Prevention and Treatment for Protruding Teeth
What are Protruding Teeth?
Teeth that protrude outward, which are commonly referred to as “buck teeth,” are a very prevalent type of malocclusion seen by orthodontists. Malocclusion is a word that refers to incorrect or improper bites.
This type of malocclusion is often labeled with other terms like “overbite” or “overjet”. In this situation, the upper front teeth jut out over the lower set of teeth. In a normal bite, the top teeth should fit snugly over the bottom teeth.
While some cases of protruding teeth may be hard to see without the person smiling, others are blatantly obvious as the front teeth hang over the bottom lip.
One study found that protruding teeth is seen in about 15% of children between the ages of 12 and 15. This study indicates that buck teeth are seen quite frequently in the realm of orthodontic intervention for children.
How Do Children Get Protruding Teeth?
In most cases, an overbite can be attributed to genetic factors. An upper and lower jaw mismatch (lower jaw setting behind the upper jaw) can be genetically passed down, which subsequently causes overextended upper front teeth.
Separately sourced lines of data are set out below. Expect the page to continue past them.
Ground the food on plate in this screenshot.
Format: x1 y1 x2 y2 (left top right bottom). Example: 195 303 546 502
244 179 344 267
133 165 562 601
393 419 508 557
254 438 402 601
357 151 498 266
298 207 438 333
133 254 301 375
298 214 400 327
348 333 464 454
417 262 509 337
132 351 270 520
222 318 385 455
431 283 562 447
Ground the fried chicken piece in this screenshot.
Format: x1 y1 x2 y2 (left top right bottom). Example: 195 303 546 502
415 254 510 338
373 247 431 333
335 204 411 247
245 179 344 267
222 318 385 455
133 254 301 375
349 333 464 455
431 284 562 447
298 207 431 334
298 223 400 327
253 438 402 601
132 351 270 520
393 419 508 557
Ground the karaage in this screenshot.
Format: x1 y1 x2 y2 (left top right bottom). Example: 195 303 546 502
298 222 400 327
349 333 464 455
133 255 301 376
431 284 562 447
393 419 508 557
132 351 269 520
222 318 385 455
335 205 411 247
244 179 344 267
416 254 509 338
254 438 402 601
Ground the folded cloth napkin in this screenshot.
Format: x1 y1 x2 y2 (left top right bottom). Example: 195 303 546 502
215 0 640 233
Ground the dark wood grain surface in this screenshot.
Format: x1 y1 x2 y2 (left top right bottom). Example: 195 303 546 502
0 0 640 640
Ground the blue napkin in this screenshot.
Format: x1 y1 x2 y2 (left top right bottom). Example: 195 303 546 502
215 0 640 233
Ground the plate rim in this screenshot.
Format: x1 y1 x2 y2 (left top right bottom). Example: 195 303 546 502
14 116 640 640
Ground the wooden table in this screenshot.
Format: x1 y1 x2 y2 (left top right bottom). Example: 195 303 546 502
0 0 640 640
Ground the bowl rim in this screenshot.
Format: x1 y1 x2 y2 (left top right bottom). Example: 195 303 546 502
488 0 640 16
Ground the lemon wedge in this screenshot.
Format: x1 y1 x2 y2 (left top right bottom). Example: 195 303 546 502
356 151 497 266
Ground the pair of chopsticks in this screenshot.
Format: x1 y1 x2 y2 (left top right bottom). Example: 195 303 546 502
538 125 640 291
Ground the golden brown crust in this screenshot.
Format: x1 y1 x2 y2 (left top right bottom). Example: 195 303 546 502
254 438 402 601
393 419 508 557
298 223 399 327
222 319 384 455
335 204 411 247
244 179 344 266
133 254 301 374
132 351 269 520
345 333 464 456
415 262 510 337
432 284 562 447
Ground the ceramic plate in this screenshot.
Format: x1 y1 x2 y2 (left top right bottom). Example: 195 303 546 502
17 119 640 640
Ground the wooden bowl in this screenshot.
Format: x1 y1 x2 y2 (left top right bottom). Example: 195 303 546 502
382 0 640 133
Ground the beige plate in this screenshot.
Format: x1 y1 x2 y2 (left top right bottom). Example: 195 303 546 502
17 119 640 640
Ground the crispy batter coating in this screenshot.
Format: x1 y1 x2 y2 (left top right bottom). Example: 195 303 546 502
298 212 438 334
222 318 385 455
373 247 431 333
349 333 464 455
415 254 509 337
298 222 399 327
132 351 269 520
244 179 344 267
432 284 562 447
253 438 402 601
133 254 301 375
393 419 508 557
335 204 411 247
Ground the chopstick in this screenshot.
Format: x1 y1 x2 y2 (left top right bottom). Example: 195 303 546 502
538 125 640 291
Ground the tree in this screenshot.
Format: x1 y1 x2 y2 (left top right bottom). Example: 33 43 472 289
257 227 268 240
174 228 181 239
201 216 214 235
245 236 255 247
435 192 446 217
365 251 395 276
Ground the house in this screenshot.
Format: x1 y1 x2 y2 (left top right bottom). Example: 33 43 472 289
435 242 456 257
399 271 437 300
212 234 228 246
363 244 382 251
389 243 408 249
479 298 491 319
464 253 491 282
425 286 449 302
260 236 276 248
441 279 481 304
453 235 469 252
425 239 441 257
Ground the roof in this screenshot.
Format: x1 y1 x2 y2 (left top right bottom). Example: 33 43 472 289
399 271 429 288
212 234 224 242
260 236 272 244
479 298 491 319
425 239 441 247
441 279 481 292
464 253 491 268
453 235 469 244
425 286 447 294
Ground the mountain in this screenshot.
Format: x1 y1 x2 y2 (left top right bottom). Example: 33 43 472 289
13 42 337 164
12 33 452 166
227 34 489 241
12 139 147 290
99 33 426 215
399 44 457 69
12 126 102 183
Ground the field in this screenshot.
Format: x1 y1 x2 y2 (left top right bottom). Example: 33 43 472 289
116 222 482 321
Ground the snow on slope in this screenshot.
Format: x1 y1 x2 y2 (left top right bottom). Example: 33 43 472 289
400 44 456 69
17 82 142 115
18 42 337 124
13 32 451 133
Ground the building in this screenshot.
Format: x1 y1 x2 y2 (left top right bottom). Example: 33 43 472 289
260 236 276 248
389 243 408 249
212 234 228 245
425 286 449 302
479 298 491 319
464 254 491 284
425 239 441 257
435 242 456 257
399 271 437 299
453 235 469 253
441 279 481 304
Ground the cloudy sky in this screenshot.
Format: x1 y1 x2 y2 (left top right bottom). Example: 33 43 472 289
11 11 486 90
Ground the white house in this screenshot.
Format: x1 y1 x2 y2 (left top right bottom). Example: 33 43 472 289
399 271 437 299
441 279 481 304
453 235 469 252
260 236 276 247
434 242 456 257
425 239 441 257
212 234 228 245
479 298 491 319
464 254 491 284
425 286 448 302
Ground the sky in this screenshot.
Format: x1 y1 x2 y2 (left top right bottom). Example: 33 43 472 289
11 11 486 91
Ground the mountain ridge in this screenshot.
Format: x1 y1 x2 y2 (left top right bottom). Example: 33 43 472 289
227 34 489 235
Small children often develop maladaptive habits such as sucking on their thumb or a pacifier. During this developmental stage, their teeth can easily be modified and moved. Therefore, when a child forms a habit like this, it can adversely affect the proper development and normal placement of their adult teeth.
- Crowding and spacing
When too many teeth are crowded together or substantial spacing occurs, this can produce teeth which protrude. Extra or missing teeth may also cause a similar disarrangement of the teeth.
- Tongue thrust
Some children habitually force their tongue forward against their front teeth. Over time, this can push the teeth forward or work to keep them in a forward position, causing them to stick out.
Protruding Teeth and Oral Damage
Although some people prefer to avoid orthodontic treatment and simply live with over-protruding teeth, studies show this can prove to be injurious in the long run. The more teeth protrude outward, the more prone they are to damage.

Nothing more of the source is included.